Just like humans, we can provide AI with the ability to remember past interactions.
Potential and operational challenges of personalization
“However, it is important to point out.” Gwenore Le Colve added: “Personalization and downsizing are two very different things, even though they may overlap.” Personalization doesn’t necessarily require creating dedicated models for each user. Instead, add “Overlays that adapt model behavior to specific themes, contexts, and users.” These additional layers guide the generation process without touching the core model.
The need for this approach stems from a major hurdle: memory. “A model’s capabilities are fixed. In other words, when a model learns something new, some of its existing knowledge and capabilities may be eroded.” Unlike the human brain, we are still trying to figure out which specific parts of the transformer model encode knowledge and skills. Turning to external sources of knowledge, such as RAGs and deep research, facilitates this exploration.
By storing interaction history (in raw or encoded format), these technologies can be used to create knowledge sources that can be accessed.. “If you interact with the model frequently” The researcher explains: “Just like humans, we can give humans the ability to remember past interactions.” This ability to remember takes the form of external systems that models can leverage to better contextualize and personalize responses.
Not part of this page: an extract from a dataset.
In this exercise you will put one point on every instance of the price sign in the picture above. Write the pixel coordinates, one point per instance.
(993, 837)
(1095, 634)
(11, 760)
Modularity and hybrid architecture
As Gwenolé Lecorvé explains, there are other approaches that can be used to build smaller, more specialized AI systems, particularly mixed-expertise (MoE) architectures. “Instead of relying on one large network, MoE combines several specializations or sub-models of experts. Only a small number of these experts are activated for a single question, reducing compute and memory requirements.” Certain versions of Llama 4 and Qwen3, GPT-OSS, and Mistral already use this approach.
In reality, however, researchers warn that the alluring prospect of improved power efficiency through MoE could ultimately lead to an energy rebound effect. “As experts at the Ministry of Education, there is nothing stopping us from deploying very large models, for example up to 20 billion parameters.” This is exactly the strategy espoused by Yann LeCun with the JEPA (Joint Embedding Predictive Architecture) model, which is designed to understand and predict physical behavior in the real world. Although such models require only 62 hours of direct interaction data to learn how to navigate new situations, this “fine-tuning” window relies on a large foundation of existing training that is already consuming large amounts of data.
In addition to this myriad of alternatives (many of which are not yet fully implemented), there is also the possibility of integrating models. As Gwenolé Lecorvé explains, this requires combining specialized models into a more comprehensive system. “This is still an experimental approach because we don’t know how the internal parameters will interact. Combining two models is like superimposing two drawings; we cannot guarantee that the results will match.”
What about the future?
Researchers believe that the key to a lean and powerful LLM is hybridity. “Like a hybrid car, you can develop multi-layered systems that switch between different engines: small models for basic tasks, medium models for moderate difficulty, and large models for complex requests.” Routing mechanisms for distributing workloads are already built into the architecture of models such as GPT-5. “A small model can handle 90% of its tasks locally on the smartphone, and the remaining 10% of requests can be offloaded to a more powerful model over the network.” This is an intelligent approach that can reduce the strain on the system and only needs to be implemented. As Gwenolé Lecorvé points out, we already have all the building blocks, we just need to put them together. Of course, “specialized knowledge and craftsmanship will be required,” but the future is clear.